For one thing, it brings about an overuse of the insurance mechanism. One of the fundamental tenets of insurance theory is that insurance is not an efficient mechanism for financing routine expenses. Making an analogy to auto insurance, it makes sense to buy an auto policy, in case a tree falls on your car tomorrow. If the car is totalled, the owner doesn't want to have to unexpectedly come up with several thousands of dollars, in order to replace it.

But no one buys insurance to pay for oil changes. If you know that an expense is coming up two or three times, or whatever, during the year, you can budget for it. If a car owner paid for routine oil changes via insurance, it would cost more than it does when he pays for them out of his own pocket. Insurance premiums need to be large enough, on average, in the long run, to pay for claims, plus the expenses of insurers, agents, government regulators, etc., who implement the insurance policy. If an oil change costs $75, for example, it would probably cost about $100 or so to cover it with insurance. Obviously makes no sense.

Yet, we use insurance to pay for the health-care equivalent of those oil changes. Health care plans often cover routine physical exams. If you know you're going to get a physical once a year, you're overpaying for it, if insurance covers it, rather than the patient paying out of his or her own pocket. The tax incentives cause that to make financial sense to employee and employer, even though it makes no economic sense for the country as a whole.

Therefore, Congress and the president should equalize the tax treatment of employer-paid and employee-paid health care. But Obama wants to go in the other direction, and increase the prevalence of employer-paid care. In his recent address to Congress, the president advocated that "businesses ... be required to either offer their workers health care, or chip in to help cover the cost of their workers."
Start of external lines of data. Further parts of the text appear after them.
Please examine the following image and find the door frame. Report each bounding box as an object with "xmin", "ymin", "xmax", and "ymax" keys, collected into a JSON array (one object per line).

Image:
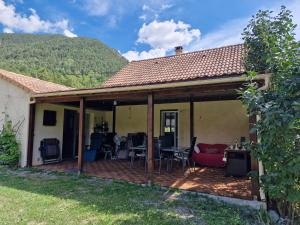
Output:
[
  {"xmin": 159, "ymin": 109, "xmax": 179, "ymax": 147},
  {"xmin": 61, "ymin": 109, "xmax": 79, "ymax": 160}
]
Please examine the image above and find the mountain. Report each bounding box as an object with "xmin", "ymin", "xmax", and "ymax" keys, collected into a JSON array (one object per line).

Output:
[{"xmin": 0, "ymin": 34, "xmax": 128, "ymax": 88}]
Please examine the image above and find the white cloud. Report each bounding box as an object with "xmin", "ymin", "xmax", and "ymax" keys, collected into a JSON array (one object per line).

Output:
[
  {"xmin": 79, "ymin": 0, "xmax": 177, "ymax": 24},
  {"xmin": 123, "ymin": 20, "xmax": 200, "ymax": 61},
  {"xmin": 3, "ymin": 27, "xmax": 14, "ymax": 34},
  {"xmin": 0, "ymin": 0, "xmax": 77, "ymax": 37},
  {"xmin": 123, "ymin": 49, "xmax": 166, "ymax": 61},
  {"xmin": 64, "ymin": 30, "xmax": 78, "ymax": 38},
  {"xmin": 191, "ymin": 18, "xmax": 248, "ymax": 51},
  {"xmin": 188, "ymin": 0, "xmax": 300, "ymax": 51},
  {"xmin": 84, "ymin": 0, "xmax": 112, "ymax": 16},
  {"xmin": 137, "ymin": 20, "xmax": 200, "ymax": 51},
  {"xmin": 123, "ymin": 0, "xmax": 300, "ymax": 60},
  {"xmin": 139, "ymin": 0, "xmax": 175, "ymax": 21}
]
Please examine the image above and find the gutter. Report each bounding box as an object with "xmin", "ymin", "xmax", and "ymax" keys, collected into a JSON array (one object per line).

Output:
[{"xmin": 31, "ymin": 74, "xmax": 271, "ymax": 98}]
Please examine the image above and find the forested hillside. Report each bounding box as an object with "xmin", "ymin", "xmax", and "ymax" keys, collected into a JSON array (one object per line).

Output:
[{"xmin": 0, "ymin": 34, "xmax": 127, "ymax": 88}]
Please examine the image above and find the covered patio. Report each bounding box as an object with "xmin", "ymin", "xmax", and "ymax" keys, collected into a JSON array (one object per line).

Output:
[
  {"xmin": 38, "ymin": 160, "xmax": 252, "ymax": 200},
  {"xmin": 27, "ymin": 45, "xmax": 269, "ymax": 199},
  {"xmin": 28, "ymin": 77, "xmax": 268, "ymax": 199}
]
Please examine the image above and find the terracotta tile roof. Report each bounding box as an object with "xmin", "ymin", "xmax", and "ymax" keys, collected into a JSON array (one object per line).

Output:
[
  {"xmin": 0, "ymin": 69, "xmax": 73, "ymax": 94},
  {"xmin": 102, "ymin": 44, "xmax": 245, "ymax": 87}
]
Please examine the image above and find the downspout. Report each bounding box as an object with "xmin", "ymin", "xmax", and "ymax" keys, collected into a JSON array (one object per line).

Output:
[{"xmin": 257, "ymin": 76, "xmax": 271, "ymax": 202}]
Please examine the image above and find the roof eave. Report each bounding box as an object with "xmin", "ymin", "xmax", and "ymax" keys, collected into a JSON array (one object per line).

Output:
[{"xmin": 32, "ymin": 74, "xmax": 271, "ymax": 98}]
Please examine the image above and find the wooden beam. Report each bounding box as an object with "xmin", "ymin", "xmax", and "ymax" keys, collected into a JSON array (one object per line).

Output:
[
  {"xmin": 35, "ymin": 82, "xmax": 248, "ymax": 103},
  {"xmin": 147, "ymin": 94, "xmax": 154, "ymax": 184},
  {"xmin": 112, "ymin": 105, "xmax": 117, "ymax": 134},
  {"xmin": 190, "ymin": 97, "xmax": 194, "ymax": 144},
  {"xmin": 78, "ymin": 98, "xmax": 85, "ymax": 174},
  {"xmin": 249, "ymin": 115, "xmax": 260, "ymax": 200},
  {"xmin": 26, "ymin": 104, "xmax": 36, "ymax": 167}
]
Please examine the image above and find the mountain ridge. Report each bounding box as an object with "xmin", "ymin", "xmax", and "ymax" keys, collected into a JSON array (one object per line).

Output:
[{"xmin": 0, "ymin": 34, "xmax": 128, "ymax": 88}]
It would be difficult for the politicians to implement my proposal. Currently, covered employees have the illusion of getting something for nothing. Even though they pay a small percentage of the premium, if that, the remaining cost is not really free. As the late Uncle Miltie (Friedman, not Berle) would say, if he were still around: There's no free lunch.
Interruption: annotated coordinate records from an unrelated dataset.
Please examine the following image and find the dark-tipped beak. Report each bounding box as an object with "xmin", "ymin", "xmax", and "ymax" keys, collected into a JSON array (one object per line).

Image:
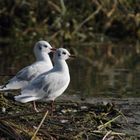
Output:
[
  {"xmin": 69, "ymin": 55, "xmax": 76, "ymax": 58},
  {"xmin": 51, "ymin": 48, "xmax": 56, "ymax": 52}
]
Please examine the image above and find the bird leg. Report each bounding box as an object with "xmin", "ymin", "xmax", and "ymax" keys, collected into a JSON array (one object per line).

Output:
[{"xmin": 33, "ymin": 101, "xmax": 39, "ymax": 112}]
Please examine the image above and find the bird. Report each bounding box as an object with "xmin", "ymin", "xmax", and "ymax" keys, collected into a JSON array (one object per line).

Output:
[
  {"xmin": 15, "ymin": 48, "xmax": 75, "ymax": 111},
  {"xmin": 0, "ymin": 40, "xmax": 53, "ymax": 91}
]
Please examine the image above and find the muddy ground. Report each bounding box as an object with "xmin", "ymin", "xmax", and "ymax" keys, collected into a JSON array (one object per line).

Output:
[{"xmin": 0, "ymin": 95, "xmax": 140, "ymax": 140}]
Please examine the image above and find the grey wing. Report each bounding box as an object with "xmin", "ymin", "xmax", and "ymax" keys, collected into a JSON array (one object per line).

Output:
[
  {"xmin": 16, "ymin": 66, "xmax": 36, "ymax": 81},
  {"xmin": 43, "ymin": 75, "xmax": 69, "ymax": 97}
]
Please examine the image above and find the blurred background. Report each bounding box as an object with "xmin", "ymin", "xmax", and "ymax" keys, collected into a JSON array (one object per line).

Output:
[{"xmin": 0, "ymin": 0, "xmax": 140, "ymax": 98}]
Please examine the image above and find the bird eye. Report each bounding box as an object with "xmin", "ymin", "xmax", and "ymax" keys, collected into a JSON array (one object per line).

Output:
[
  {"xmin": 39, "ymin": 46, "xmax": 42, "ymax": 50},
  {"xmin": 44, "ymin": 45, "xmax": 48, "ymax": 48},
  {"xmin": 62, "ymin": 52, "xmax": 66, "ymax": 55}
]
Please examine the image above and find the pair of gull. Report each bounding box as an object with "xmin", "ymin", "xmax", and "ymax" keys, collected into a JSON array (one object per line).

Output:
[{"xmin": 0, "ymin": 41, "xmax": 73, "ymax": 111}]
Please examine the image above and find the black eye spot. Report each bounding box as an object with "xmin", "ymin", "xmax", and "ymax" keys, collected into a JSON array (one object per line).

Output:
[
  {"xmin": 44, "ymin": 45, "xmax": 48, "ymax": 48},
  {"xmin": 62, "ymin": 52, "xmax": 66, "ymax": 55},
  {"xmin": 39, "ymin": 46, "xmax": 42, "ymax": 50}
]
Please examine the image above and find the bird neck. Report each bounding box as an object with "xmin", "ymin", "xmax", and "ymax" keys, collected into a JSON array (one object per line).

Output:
[
  {"xmin": 36, "ymin": 52, "xmax": 52, "ymax": 65},
  {"xmin": 54, "ymin": 60, "xmax": 69, "ymax": 73}
]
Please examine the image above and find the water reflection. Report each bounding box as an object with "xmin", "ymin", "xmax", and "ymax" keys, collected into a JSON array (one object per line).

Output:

To the employee, it would seem as though they're now required to pay thousands of dollars a year, for something that previously had been "free". In an ideal world, the politicians would explain to the voters the economic realities of the situation. They would discuss the concept that, if labor markets are able to operate freely, in the long run, those employees' compensation will reflect, in cash, the same total compensation they had previously received between cash and benefits.

But politicians generally seem unwilling and/or unable to do that. Therefore, we go on with policies that superficially appear to help people, but actually prove to be harmful, if rigorously analyzed. That's why we have minimum wage laws and other forms of price control, with their attendant gluts and shortages; tax disincentives for saving; and employer-paid health care.